The enrichment analyses and the gene expression microarray results support the idea that SEN analysis of bladder in population-based studies is able to identify biologically meaningful statistical patterns. These results bring us a step closer to a systems genetic approach to understanding cancer susceptibility that integrates population and laboratory-based studies.

Peer Review reports

Findings

Introduction

Tobacco consumption has been implicated as the most relevant risk factor for the development of bladder cancer. Among various carcinogens identified in tobacco smoke, the polycyclic aromatic hydrocarbons (PAHs) are well characterized and their risk associations with bladder cancer are well studied [14]. In addition to these strong environmental risk factors, recent genome-wide association studies have identified several highly significant genetic factors with small effects [5, 6]. Some of these have been shown to modify the effects of smoking on risk of bladder cancer [7].

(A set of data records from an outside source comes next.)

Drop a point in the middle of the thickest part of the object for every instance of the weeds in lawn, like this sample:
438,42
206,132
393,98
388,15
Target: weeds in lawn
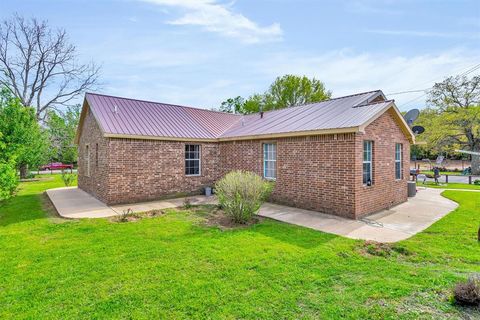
123,217
468,293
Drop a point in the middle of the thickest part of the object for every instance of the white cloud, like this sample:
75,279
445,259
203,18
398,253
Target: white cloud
416,33
347,72
219,18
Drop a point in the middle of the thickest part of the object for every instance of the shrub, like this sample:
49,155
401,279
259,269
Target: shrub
241,193
8,180
468,293
68,178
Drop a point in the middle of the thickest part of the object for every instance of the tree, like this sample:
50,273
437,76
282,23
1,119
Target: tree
23,141
457,101
62,128
39,66
233,105
286,91
291,90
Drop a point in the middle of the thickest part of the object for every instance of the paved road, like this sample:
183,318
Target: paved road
52,172
455,179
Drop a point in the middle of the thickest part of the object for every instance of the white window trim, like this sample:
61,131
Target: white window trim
368,161
264,161
87,158
399,161
199,160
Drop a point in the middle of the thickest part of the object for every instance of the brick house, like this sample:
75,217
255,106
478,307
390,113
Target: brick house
346,156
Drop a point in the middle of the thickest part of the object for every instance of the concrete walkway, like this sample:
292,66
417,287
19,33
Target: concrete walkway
76,203
398,223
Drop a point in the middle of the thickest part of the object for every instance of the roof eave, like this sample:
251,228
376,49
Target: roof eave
403,124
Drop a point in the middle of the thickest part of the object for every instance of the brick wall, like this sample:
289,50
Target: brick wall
314,172
142,170
322,173
97,182
385,191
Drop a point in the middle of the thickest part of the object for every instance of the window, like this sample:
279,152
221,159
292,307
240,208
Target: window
270,161
87,160
192,159
398,161
96,155
367,162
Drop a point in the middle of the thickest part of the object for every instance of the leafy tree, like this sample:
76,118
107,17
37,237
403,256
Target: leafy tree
62,127
233,105
291,90
286,91
23,141
456,102
39,66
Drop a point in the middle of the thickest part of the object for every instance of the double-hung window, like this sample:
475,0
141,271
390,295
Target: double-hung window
192,159
270,161
398,161
367,162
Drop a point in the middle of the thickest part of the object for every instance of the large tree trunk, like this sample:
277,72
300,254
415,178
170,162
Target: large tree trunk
23,171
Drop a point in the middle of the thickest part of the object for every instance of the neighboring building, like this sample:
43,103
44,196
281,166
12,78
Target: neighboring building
347,156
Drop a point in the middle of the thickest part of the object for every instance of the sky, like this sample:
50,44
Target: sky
201,52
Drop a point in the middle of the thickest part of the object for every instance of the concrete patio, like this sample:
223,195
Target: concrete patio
75,203
398,223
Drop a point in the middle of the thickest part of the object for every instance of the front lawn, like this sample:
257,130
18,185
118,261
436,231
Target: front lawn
432,184
175,267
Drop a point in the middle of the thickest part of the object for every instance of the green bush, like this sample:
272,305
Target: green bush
241,193
8,180
68,178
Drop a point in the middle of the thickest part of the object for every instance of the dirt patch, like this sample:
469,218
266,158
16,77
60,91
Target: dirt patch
130,216
216,217
380,249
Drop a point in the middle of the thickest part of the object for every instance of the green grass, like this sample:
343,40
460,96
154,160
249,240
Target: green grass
450,173
432,184
174,267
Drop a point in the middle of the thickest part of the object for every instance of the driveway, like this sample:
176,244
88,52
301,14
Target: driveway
395,224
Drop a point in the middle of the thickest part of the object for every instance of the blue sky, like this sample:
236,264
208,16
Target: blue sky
201,52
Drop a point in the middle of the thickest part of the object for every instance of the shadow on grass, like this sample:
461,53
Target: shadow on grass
23,208
294,235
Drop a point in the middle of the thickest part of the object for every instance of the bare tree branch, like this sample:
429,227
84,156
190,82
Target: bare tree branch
39,66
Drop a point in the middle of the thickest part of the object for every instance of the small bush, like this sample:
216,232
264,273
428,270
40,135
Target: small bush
468,293
241,193
187,203
8,180
68,178
123,217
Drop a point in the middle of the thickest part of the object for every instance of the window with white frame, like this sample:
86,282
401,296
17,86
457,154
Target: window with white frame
270,160
367,162
192,159
87,160
398,161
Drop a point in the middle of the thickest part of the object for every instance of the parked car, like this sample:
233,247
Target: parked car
56,166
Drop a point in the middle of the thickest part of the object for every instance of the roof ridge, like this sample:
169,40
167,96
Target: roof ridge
373,102
156,102
312,103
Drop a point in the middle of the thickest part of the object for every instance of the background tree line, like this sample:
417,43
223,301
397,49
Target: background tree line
40,77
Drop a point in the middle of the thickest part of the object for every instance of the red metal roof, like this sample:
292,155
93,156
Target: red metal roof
125,116
131,117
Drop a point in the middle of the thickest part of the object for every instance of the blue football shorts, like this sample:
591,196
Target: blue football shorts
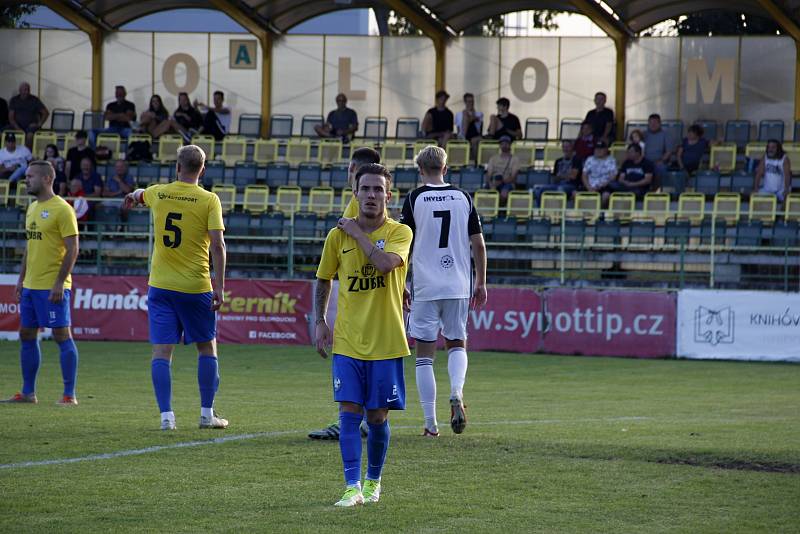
36,310
174,313
373,384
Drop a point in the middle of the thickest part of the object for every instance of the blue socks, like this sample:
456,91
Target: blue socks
69,365
30,358
377,445
350,445
161,372
207,379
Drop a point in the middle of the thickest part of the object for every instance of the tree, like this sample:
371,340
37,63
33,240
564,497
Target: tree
10,16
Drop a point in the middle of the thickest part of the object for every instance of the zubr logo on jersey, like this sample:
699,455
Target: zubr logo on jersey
365,279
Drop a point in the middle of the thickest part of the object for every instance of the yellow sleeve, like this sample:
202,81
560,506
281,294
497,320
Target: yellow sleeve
215,214
67,222
329,262
351,211
399,241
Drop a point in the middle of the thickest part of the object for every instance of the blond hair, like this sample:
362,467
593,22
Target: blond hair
191,158
431,158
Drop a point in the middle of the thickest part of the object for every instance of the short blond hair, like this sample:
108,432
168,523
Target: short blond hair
191,158
431,158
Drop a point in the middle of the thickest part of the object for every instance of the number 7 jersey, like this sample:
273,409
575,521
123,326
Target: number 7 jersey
442,218
182,216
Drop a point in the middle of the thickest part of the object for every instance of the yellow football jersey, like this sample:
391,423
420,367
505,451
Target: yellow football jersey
182,216
369,316
46,225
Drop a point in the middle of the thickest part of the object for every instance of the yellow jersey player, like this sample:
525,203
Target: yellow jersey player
45,282
369,255
360,157
181,300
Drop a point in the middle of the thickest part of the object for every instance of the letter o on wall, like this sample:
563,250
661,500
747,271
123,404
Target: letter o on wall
517,81
192,73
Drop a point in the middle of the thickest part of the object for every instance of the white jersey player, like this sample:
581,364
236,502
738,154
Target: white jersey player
447,233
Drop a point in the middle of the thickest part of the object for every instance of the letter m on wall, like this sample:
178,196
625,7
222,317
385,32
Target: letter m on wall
722,79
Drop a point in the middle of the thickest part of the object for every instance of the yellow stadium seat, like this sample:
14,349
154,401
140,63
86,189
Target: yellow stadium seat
657,207
486,149
168,146
19,135
457,153
329,151
621,206
288,199
553,205
692,207
234,148
393,153
792,211
207,143
723,157
298,151
525,152
265,151
41,139
487,203
112,142
227,196
520,204
256,198
587,205
727,206
320,200
763,207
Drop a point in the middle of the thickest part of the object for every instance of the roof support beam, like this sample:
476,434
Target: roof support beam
429,27
95,33
264,35
789,26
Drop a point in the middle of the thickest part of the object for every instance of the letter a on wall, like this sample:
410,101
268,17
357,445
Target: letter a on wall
243,54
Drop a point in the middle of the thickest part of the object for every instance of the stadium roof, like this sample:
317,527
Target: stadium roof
442,17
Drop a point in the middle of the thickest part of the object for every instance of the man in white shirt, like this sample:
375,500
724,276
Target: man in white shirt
13,159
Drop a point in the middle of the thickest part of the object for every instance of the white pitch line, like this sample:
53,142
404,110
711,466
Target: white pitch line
256,435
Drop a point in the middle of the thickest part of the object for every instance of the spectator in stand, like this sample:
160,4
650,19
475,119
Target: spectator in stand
60,181
119,115
567,172
216,120
26,112
469,122
601,118
341,122
584,144
656,146
636,174
692,149
92,184
599,171
77,154
438,121
774,172
504,123
3,114
187,120
118,185
502,170
14,159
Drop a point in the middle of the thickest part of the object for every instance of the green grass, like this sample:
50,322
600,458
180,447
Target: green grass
554,444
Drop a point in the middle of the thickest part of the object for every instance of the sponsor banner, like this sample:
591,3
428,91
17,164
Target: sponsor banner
739,325
609,323
115,308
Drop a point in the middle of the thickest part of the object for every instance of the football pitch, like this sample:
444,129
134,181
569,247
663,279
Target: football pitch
553,444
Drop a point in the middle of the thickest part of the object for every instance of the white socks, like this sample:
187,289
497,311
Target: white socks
457,368
426,386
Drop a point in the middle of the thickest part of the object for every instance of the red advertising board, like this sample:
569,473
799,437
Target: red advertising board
610,323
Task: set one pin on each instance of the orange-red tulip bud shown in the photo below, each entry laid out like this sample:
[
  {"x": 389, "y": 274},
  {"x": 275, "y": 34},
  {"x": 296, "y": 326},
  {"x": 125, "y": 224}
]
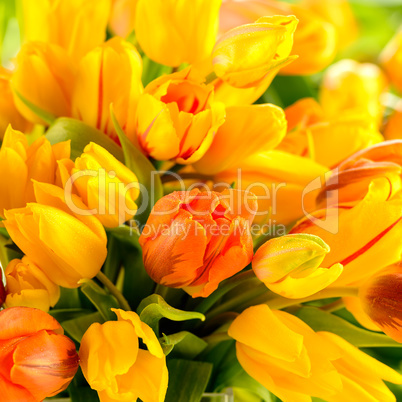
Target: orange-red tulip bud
[{"x": 36, "y": 360}]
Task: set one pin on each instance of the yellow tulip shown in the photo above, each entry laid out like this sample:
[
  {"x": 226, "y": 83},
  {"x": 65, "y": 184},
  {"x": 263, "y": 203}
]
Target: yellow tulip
[
  {"x": 339, "y": 14},
  {"x": 76, "y": 25},
  {"x": 28, "y": 285},
  {"x": 364, "y": 238},
  {"x": 350, "y": 86},
  {"x": 247, "y": 130},
  {"x": 246, "y": 55},
  {"x": 284, "y": 355},
  {"x": 391, "y": 60},
  {"x": 325, "y": 141},
  {"x": 177, "y": 117},
  {"x": 290, "y": 265},
  {"x": 67, "y": 246},
  {"x": 105, "y": 185},
  {"x": 122, "y": 17},
  {"x": 44, "y": 76},
  {"x": 98, "y": 85},
  {"x": 361, "y": 374},
  {"x": 182, "y": 32},
  {"x": 314, "y": 40},
  {"x": 115, "y": 366},
  {"x": 279, "y": 180},
  {"x": 9, "y": 114}
]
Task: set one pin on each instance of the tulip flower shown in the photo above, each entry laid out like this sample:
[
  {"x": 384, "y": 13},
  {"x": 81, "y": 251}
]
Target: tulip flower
[
  {"x": 290, "y": 265},
  {"x": 28, "y": 285},
  {"x": 325, "y": 141},
  {"x": 350, "y": 181},
  {"x": 97, "y": 86},
  {"x": 68, "y": 246},
  {"x": 37, "y": 361},
  {"x": 314, "y": 41},
  {"x": 122, "y": 17},
  {"x": 362, "y": 375},
  {"x": 380, "y": 299},
  {"x": 247, "y": 130},
  {"x": 45, "y": 77},
  {"x": 182, "y": 32},
  {"x": 45, "y": 21},
  {"x": 280, "y": 182},
  {"x": 194, "y": 240},
  {"x": 245, "y": 55},
  {"x": 115, "y": 366},
  {"x": 20, "y": 164},
  {"x": 364, "y": 238},
  {"x": 177, "y": 117},
  {"x": 284, "y": 354},
  {"x": 105, "y": 185},
  {"x": 9, "y": 114},
  {"x": 349, "y": 85},
  {"x": 391, "y": 60}
]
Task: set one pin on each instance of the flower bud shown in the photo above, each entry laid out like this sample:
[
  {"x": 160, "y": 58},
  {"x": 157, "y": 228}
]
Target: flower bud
[
  {"x": 98, "y": 86},
  {"x": 28, "y": 285},
  {"x": 245, "y": 55},
  {"x": 37, "y": 361},
  {"x": 177, "y": 117},
  {"x": 290, "y": 265},
  {"x": 381, "y": 298},
  {"x": 105, "y": 185},
  {"x": 68, "y": 246},
  {"x": 115, "y": 366},
  {"x": 182, "y": 32},
  {"x": 194, "y": 240},
  {"x": 44, "y": 76}
]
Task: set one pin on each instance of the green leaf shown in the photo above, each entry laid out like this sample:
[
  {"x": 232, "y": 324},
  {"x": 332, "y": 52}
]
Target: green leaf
[
  {"x": 320, "y": 320},
  {"x": 42, "y": 114},
  {"x": 183, "y": 345},
  {"x": 154, "y": 307},
  {"x": 102, "y": 300},
  {"x": 81, "y": 135},
  {"x": 187, "y": 380},
  {"x": 148, "y": 177}
]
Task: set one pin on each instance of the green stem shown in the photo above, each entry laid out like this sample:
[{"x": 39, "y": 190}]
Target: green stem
[
  {"x": 114, "y": 291},
  {"x": 226, "y": 287}
]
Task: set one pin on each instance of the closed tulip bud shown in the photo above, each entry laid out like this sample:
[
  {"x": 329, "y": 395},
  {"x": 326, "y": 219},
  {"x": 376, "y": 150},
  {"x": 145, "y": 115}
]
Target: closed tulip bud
[
  {"x": 45, "y": 21},
  {"x": 44, "y": 76},
  {"x": 37, "y": 361},
  {"x": 97, "y": 86},
  {"x": 194, "y": 240},
  {"x": 245, "y": 55},
  {"x": 177, "y": 117},
  {"x": 247, "y": 130},
  {"x": 115, "y": 366},
  {"x": 20, "y": 164},
  {"x": 183, "y": 32},
  {"x": 284, "y": 354},
  {"x": 290, "y": 265},
  {"x": 349, "y": 182},
  {"x": 381, "y": 298},
  {"x": 106, "y": 186},
  {"x": 9, "y": 113},
  {"x": 349, "y": 85},
  {"x": 28, "y": 285},
  {"x": 68, "y": 246},
  {"x": 391, "y": 60}
]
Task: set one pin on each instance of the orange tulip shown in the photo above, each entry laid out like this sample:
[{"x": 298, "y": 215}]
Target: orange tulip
[
  {"x": 177, "y": 117},
  {"x": 36, "y": 360},
  {"x": 194, "y": 240}
]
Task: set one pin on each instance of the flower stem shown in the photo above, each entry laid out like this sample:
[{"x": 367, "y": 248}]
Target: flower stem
[{"x": 123, "y": 303}]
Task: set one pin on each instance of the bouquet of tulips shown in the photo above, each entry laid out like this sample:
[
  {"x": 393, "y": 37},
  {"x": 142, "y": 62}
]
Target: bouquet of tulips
[{"x": 200, "y": 199}]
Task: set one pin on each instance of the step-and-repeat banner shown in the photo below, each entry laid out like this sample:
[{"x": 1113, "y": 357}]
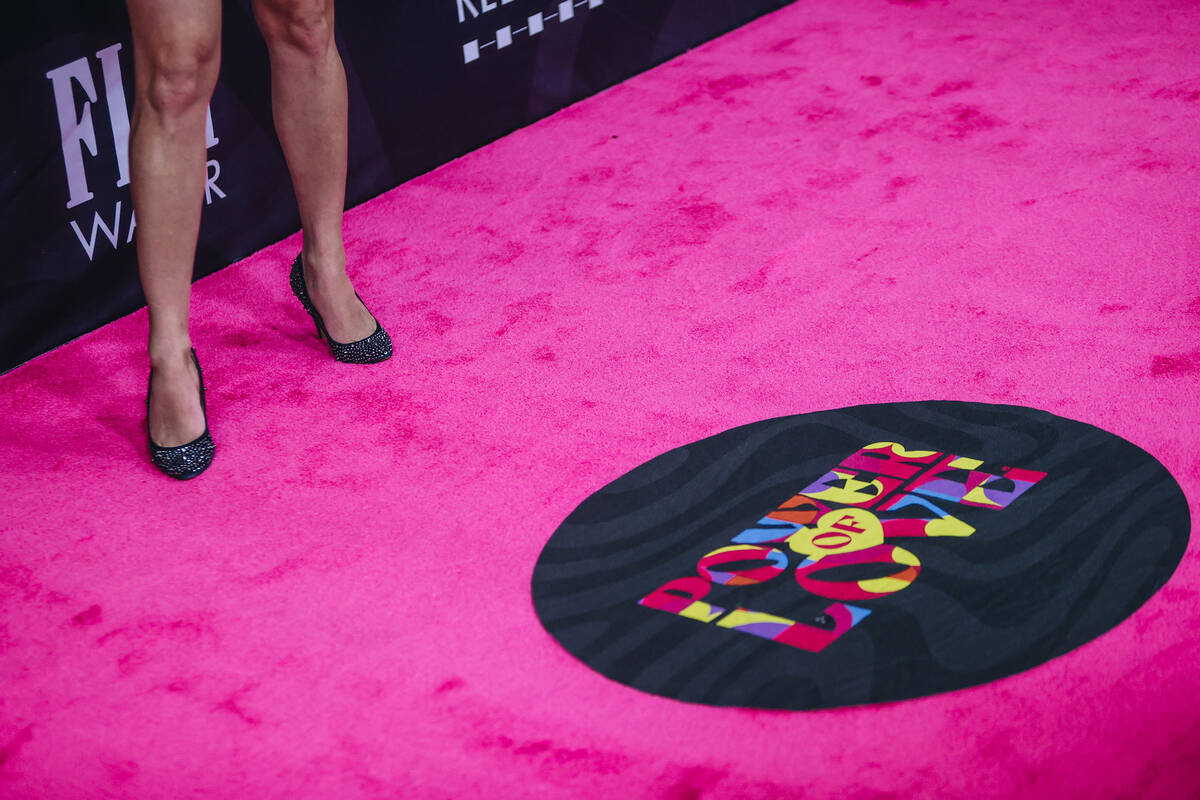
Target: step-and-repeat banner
[{"x": 429, "y": 80}]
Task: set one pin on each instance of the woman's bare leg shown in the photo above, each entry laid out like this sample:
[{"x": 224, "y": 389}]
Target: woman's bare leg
[
  {"x": 309, "y": 102},
  {"x": 177, "y": 46}
]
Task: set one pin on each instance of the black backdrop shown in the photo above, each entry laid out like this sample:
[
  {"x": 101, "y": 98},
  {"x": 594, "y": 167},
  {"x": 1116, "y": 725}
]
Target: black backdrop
[{"x": 429, "y": 80}]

Most existing genetic association studies have focused on the independent effects of individual genes. That is, they have by design ignored the context of human ecology and the extensive variability in the human genome. As a result, much of the heritability of common human diseases such as bladder cancer remains unexplained. Multiple approaches have been proposed to account for this missing heritability including sequencing to identify causative rare variants and advanced analytical strategies to characterize those genetic effects that are context-dependent [8]. The characterization of gene-gene interaction effects, i.e. epistasis, provides a promising research avenue to understand the complex genetic architecture underlying common human diseases in population-based studies [911]. Previously, we developed a network-based framework, statistical epistasis networks (SEN), to characterize the global epistatic interaction space of bladder cancer [12, 13]. SEN were able to identify a large set of interacting single-nucleotide polymorphisms (SNPs) that had strong associations with bladder cancer. In addition, these SNPs were organized in the form of a connected network structure that was highly significant and nonrandom compared to the null distribution of networks generated using permutation tests.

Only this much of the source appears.